Entering the room, Fred could see a cloud of cigarette smoke that hung like an evil ghost over the table. There were several cups and plates swollen by mounds of ashes. The dead butts lay in them like drowned insects. The blue, red, and white poker chips blared their colors in this fog, either arrogantly stacked for precise counting by winners, or slumping, disheveled, in front of losers. Fred had a messy pile, a very small one, in front of his empty seat.

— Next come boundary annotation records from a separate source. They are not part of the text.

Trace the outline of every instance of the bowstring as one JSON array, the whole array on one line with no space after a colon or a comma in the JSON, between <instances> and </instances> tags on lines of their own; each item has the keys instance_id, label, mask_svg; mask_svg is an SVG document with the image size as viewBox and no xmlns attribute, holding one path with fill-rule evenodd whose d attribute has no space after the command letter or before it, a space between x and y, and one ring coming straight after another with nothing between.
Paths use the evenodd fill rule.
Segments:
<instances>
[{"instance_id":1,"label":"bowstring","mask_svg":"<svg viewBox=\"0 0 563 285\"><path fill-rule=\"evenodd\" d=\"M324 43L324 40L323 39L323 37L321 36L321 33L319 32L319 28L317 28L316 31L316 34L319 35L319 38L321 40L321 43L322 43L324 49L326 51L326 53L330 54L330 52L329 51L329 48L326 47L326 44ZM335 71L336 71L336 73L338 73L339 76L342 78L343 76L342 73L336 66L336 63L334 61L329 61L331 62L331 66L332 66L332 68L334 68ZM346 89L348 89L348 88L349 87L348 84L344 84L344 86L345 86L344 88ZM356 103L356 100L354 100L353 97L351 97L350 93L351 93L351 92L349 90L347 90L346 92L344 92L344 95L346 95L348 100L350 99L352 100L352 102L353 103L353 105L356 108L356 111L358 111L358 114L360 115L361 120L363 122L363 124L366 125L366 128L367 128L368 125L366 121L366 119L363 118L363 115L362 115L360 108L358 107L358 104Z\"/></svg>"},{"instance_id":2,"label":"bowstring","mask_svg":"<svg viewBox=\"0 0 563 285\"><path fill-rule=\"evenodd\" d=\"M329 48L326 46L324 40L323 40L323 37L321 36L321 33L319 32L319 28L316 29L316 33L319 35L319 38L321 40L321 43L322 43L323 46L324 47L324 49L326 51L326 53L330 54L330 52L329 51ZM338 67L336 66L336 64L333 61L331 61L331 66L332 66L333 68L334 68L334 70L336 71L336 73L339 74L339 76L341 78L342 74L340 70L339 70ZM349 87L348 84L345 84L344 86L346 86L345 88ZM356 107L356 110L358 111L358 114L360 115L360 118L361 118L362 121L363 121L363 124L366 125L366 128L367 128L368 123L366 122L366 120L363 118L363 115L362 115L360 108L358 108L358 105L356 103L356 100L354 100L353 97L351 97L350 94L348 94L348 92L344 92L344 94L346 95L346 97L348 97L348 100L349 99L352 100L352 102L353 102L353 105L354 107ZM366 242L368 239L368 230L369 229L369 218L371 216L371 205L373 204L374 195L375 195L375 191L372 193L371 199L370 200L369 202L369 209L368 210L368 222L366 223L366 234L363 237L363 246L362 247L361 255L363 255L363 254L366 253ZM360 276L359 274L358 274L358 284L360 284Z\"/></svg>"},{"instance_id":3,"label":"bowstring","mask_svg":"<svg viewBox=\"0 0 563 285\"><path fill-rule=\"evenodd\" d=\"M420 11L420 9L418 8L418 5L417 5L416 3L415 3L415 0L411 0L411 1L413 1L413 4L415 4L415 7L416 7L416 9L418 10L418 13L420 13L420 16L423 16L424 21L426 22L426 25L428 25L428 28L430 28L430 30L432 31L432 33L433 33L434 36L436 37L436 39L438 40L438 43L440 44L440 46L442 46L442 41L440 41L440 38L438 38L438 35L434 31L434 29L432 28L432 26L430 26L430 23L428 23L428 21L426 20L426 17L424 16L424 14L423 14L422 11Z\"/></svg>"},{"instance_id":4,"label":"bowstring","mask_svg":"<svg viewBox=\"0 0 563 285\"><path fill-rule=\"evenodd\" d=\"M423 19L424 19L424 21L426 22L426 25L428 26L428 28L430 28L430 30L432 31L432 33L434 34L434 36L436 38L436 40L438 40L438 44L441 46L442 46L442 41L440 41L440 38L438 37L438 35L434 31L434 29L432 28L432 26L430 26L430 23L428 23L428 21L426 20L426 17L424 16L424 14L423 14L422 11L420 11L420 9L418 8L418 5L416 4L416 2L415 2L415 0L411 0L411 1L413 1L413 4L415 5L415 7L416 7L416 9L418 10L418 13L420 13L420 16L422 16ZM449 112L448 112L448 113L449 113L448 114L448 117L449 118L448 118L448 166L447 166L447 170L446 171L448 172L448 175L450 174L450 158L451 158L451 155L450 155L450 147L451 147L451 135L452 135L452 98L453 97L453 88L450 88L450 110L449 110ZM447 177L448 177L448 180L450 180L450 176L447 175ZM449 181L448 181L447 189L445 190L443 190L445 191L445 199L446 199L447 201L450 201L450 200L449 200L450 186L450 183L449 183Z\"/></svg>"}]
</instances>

The other players were all writers he had met casually once or twice before at dinners with Karl or at publication parties Marion had been invited to. They were, in order of prominence, Sam Wasserman, the former investigative reporter who, with the publication of a bestselling book on the murder of a middle-class young woman, had become more than a reporter and less than a novelist, and, while writing additional factual but very melodramatic books on other fancy murders, wrote a regular column for Town magazine that had a broad range from political commentary to complaints about the service at Bloomingdale’s; next down the ladder of success was Tom Lear, also a former reporter, who had sold a piece on a crack New York city detective to the movies, wrote the screenplay — while several carping stories appeared claiming the detective in Lear’s article had taken credit for other people’s achievements — and it was now being shot on location in New York; a rung farther down was Paul Goldblum, who had published two highly praised but unprofitable novels, but had received a National Endowment grant and a plum creative-writing teaching job at Columbia University; staring up at his rear end Was Richard Trout, a New York Times Metro reporter and nothing else, but he talked ceaselessly of a book he planned to write on the recently notorious murder of a local congressman who was rumored to be gay; and, last, William Truman, a childhood friend of Karl’s, who was a poet — publishing mostly in academic journals no one read — and supported himself with the aid of an enormous trust fund whose source was his grandfather’s investment in real estate (Fred had been told that Grandpa Truman once owned half of Ohio).
“Bong!” Sam Wasserman said on Fred’s entrance. “Final round.”
“Come on!” Paul Goldblum said. “You’re not quitting at midnight.”
“I gotta get home and finish my column,” Sam said in a grave tone, like a surgeon announcing he had a patient on the table waiting for an emergency operation.
Tom Lear, the only writer present who felt himself equal in stature to Wasserman, let out a loud Bronx cheer.
Karl smiled nervously. “It’s your deal, Fred.”